Nie była to tajna pogawędka gangsterów na przedmieściach Tokio, lecz wywiad z Laurentem Boissartem, prezesem japońskiego oddziału firmy Philip Morris, w przeszklonym wieżowcu w samym centrum miasta. W Japonii obowiązują restrykcyjne zakazy palenia tytoniu podobne do wprowadzonych w Europie, choć tzw. kadra zarządzająca – dla której papieros jest w tym kraju wyznacznikiem wyższego statusu – może pozwolić sobie na więcej. Szefowie korporacji muszą jednak pamiętać o etykiecie, więc nawet w siedzibie firmy, która bogaci się na sprzedaży wyrobów tytoniowych, podczas wywiadu nie złamano żadnego punktu regulaminu.
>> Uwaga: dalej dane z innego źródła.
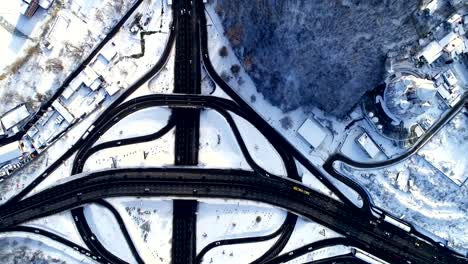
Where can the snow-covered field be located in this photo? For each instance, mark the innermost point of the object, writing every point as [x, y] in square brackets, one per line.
[149, 223]
[414, 191]
[238, 253]
[140, 123]
[60, 224]
[16, 182]
[447, 150]
[88, 20]
[156, 153]
[106, 228]
[307, 232]
[228, 219]
[18, 247]
[262, 152]
[322, 253]
[218, 146]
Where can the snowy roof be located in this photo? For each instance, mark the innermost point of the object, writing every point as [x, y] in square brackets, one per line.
[100, 64]
[96, 84]
[23, 8]
[45, 3]
[444, 92]
[368, 145]
[109, 51]
[89, 76]
[431, 52]
[63, 111]
[9, 152]
[112, 89]
[432, 6]
[450, 78]
[418, 130]
[15, 116]
[67, 93]
[455, 18]
[312, 132]
[456, 44]
[448, 38]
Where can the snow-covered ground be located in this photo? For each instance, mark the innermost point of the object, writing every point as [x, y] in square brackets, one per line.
[414, 191]
[228, 219]
[17, 31]
[88, 20]
[218, 146]
[16, 182]
[312, 182]
[18, 247]
[261, 150]
[307, 232]
[61, 224]
[140, 123]
[237, 253]
[106, 228]
[162, 83]
[62, 172]
[447, 150]
[149, 223]
[322, 253]
[245, 87]
[156, 153]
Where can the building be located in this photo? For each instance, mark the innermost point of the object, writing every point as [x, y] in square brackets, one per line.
[89, 76]
[108, 52]
[408, 96]
[312, 132]
[431, 7]
[112, 89]
[431, 52]
[14, 117]
[418, 130]
[45, 4]
[450, 95]
[368, 145]
[29, 7]
[63, 111]
[10, 152]
[450, 78]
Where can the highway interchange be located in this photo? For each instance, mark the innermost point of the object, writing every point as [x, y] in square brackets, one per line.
[362, 228]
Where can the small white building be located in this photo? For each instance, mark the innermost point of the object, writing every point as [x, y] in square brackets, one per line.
[312, 132]
[74, 85]
[368, 145]
[449, 96]
[46, 3]
[418, 130]
[15, 116]
[112, 89]
[431, 52]
[10, 152]
[109, 51]
[431, 7]
[89, 76]
[450, 78]
[63, 111]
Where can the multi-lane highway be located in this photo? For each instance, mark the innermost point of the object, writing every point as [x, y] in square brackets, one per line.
[43, 108]
[221, 105]
[186, 81]
[380, 240]
[361, 228]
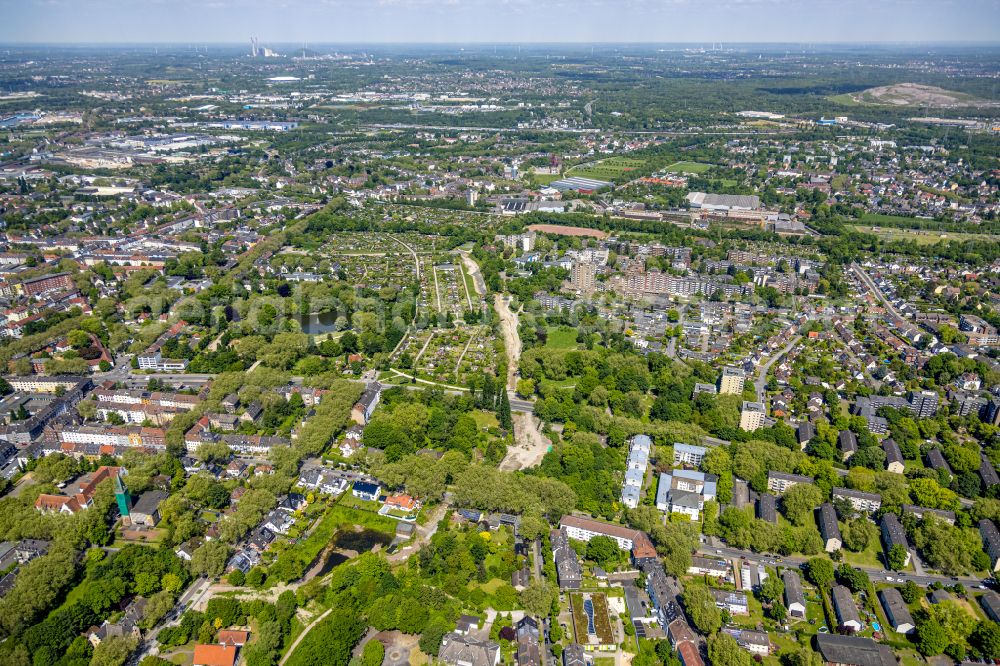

Choć prezes kurzył jak smok, w gabinecie, gdzie odbywało się spotkanie, nie pojawił się drażniący oczy dym ani nieprzyjemny zapach, którym mogłoby przesiąknąć ubranie dziennikarza.
Boissart, który we wrześniu powrócił do Europy, trzymał w ustach dość niezwykły papieros o nazwie IQOS, którym jego firma stara się od pewnego czasu podbić świat palaczy. Tych papierosów się nie pali, tylko znajdujący się w nich tytoń podgrzewa. Na pierwszy ogień poszła Japonia, bo tutaj nowinki technologiczne cieszą się szczególnym zainteresowaniem. Nie bez znaczenia jest też słabość Japończyków do rzeczy kosztownych, a innowacyjny IQOS to gadżet droższy od paczki tradycyjnych papierosów. Poza tym z IQOS, czyli I Quit Ordinary Smoking (Rzucam palenie zwykłych papierosów), ma być przede wszystkim zdrowiej. Czy te obietnice nie są na wyrost?
Intratny występek
Trwająca od lat nagonka na nikotynistów miała doprowadzić do likwidacji palenia. W rzeczywistości otworzyła przed tytoniowym przemysłem nowe horyzonty. W ręce palaczy, przyzwyczajonych do papierosów, cygaretek i fajek, trafiła najpierw w połowie ubiegłego wieku marka Kent, wyposażona w innowacyjne filtry, potem nadeszły cieniutkie slimy oraz lighty, mające ograniczyć ilość przedostających się do płuc substancji rakotwórczych, a w końcu 10 lat temu zasilane baterią urządzenia inhalacyjne (zwane e-papierosem). Wydawało się, że w tej dziedzinie wszystko jest już poukładane, ale ostatnie restrykcje wymusiły dość nieoczekiwane rozwiązania. Teraz, zamiast zaciągać się dymem, e-papierosy chmurzy się lub wapuje, a to jeszcze nie koniec przeobrażeń. Skoro spalanie tytoniu odchodzi do lamusa na rzecz (ponoć zdrowszego) podgrzewania, czeka nas kolejna zmiana nomenklatury, związana z przemianowaniem palaczy na podgrzewaczy.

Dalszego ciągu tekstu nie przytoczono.